DRAGONES

Tuvo una serie de sueños de animales. Lobos con peces en el lomo. Tejones parlanchines. La yegua rojiza de Carmichael riéndose de él a través de un agujero en el establo.

Nadó hasta la conciencia como un pez en un agujero frío, y emergió lentamente a la luz. Tardó unos minutos en comprender que en el exterior era de día.

Los Carmichael..., los despojadores, ahora lo tenían todo.

La campana no había sonado.

Otros se removían. Se levantó rápidamente y salió al exterior, donde estaba nevando: el patio de piedra estaba cubierto de pura sustancia blanca. Aún no había huellas. El fuego estaba apagado. Corrió hacia las puertas, pero estaban cerradas con cerrojo. La garita del portero estaba desierta.

Los hospicianos que salían de los dormitorios vagaban por el patio, nerviosos y larguiruchos como ganado cuando cambia el tiempo.

No había nadie en el aula de Mam Shingle. Ni sacos de trigo en el almacén. Habían sido abandonados por Mam y todos los demás guardianes, que habían huido cerrando la verja tras ellos y llevándose las llaves.

Murty, con un aire más desquiciado que nunca, iba y venía junto a la verja. Quedaba en el chico un ánimo lo bastante fuerte para mantenerle en pie. Aunque sólo fuese el miedo al cuarto oscuro.

Un zorro en una trampa se arrancaría la pata para huir.

Una indigente hizo repicar la campanilla del celador un rato largo, como si el propio sonido pudiese convocar a las raciones. En la luz de peltre, Fergus trepó al montículo de piedra y miró los tejados nevados de la ciudad al otro lado del muro.

Se veían claramente los conejos con aquella nieve. Se veían bien las huellas.

Podía arrancar madera de la rampa del cuarto oscuro, encontrar clavos y herramientas y construir una escalera para saltar la tapia.

Al oír un chirrido miró hacia arriba y vio que se abría la ventana del gablete del cuarto oscuro. Estaban empujando a un cuerpo por la ventana, con los pies por delante, hacia la rampa de madera. Era el hombrecillo escarabajo, el celador Conachree.

El que estaba dentro del edificio soltó los tobillos y el cuerpo del celador se deslizó por la rampa y cayó inaudible en el foso de abajo.

Una pala de cal en polvo, arrojada desde la ventana, enturbió el aire antes de asentarse sobre el foso. Cerraron la ventana.

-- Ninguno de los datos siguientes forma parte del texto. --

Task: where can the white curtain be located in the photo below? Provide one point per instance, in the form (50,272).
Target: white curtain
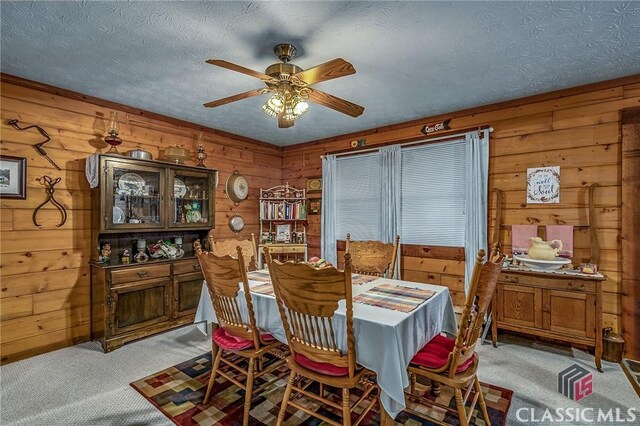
(476,187)
(390,200)
(328,221)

Atrajeron su atención unos gritos excitados en la verja. Corrió hacia allí y a través de los barrotes vio una compañía de dragones montados sobre caballos negros que repiqueteaban y humeaban en el camino.

Los hospicianos gritaron a través de los barrotes a los soldados, pidiéndoles comida. Los dragones escoltaban un carro de molinero cargado de gruesos sacos de esparto llenos de trigo. Un oficial inglés bramaba órdenes. Fergus vio a dos soldados a caballo desenrollar sogas y arrojar dos cuerdas por encima de la verja, enganchando los barrotes. Espolearon a sus monturas negras. Las cuerdas se tensaron, la verja empezó a ceder y oyó el hierro que giraba, chirriando sobre sus goznes.

—Malo, muy malo —gruñó Murty Larry—. Esos soldados quieren aplastarnos a todos.

La verja se desprendió de sus goznes con un fuerte ruido y cayó con estrépito al suelo. Fergus miró alrededor y vio que unas mujeres ya estaban atizando un fuego. El carro de molinero, conducido por un chico asustado, pasó por encima de la verja derribada y entró en el patio seguido por los dragones en sus caballos macizos, crujientes de arreos y cuero.

Murty Larry hizo una reverencia y trazó con el brazo un giro hacia la entrada expedita y la calle nevada de fuera, en un gesto de invitación magnánima.

Fergus volvió la mirada hacia el fuego, donde un soldado perforaba sacos con su sable y las hospicianas ya estaban llenando la olla de maíz. Los demás pobres aguardaban en corro, ansiosos como ganado que espera a que le ordeñen.

Al mirar por el boquete en los muros, vio a Murty Larry corriendo por la calle blanca, ya una figura tenue en la neblina, dejando huellas de pisadas en la nieve.

El olor del maíz crudo —dulzón, polvoriento— resultaba tentador.

Podrías quedarte, tomar una ración.

El camino, el camino.

Soldados rojos, hospicianos hambrientos.

Las raciones podían mantenerte vivo, pero era lo único que te darían, y querías más.

Phoebe, Ohio, el monte, un lugar para soñar.

Pasó por encima del enrejado de hierro y abandonó el asilo.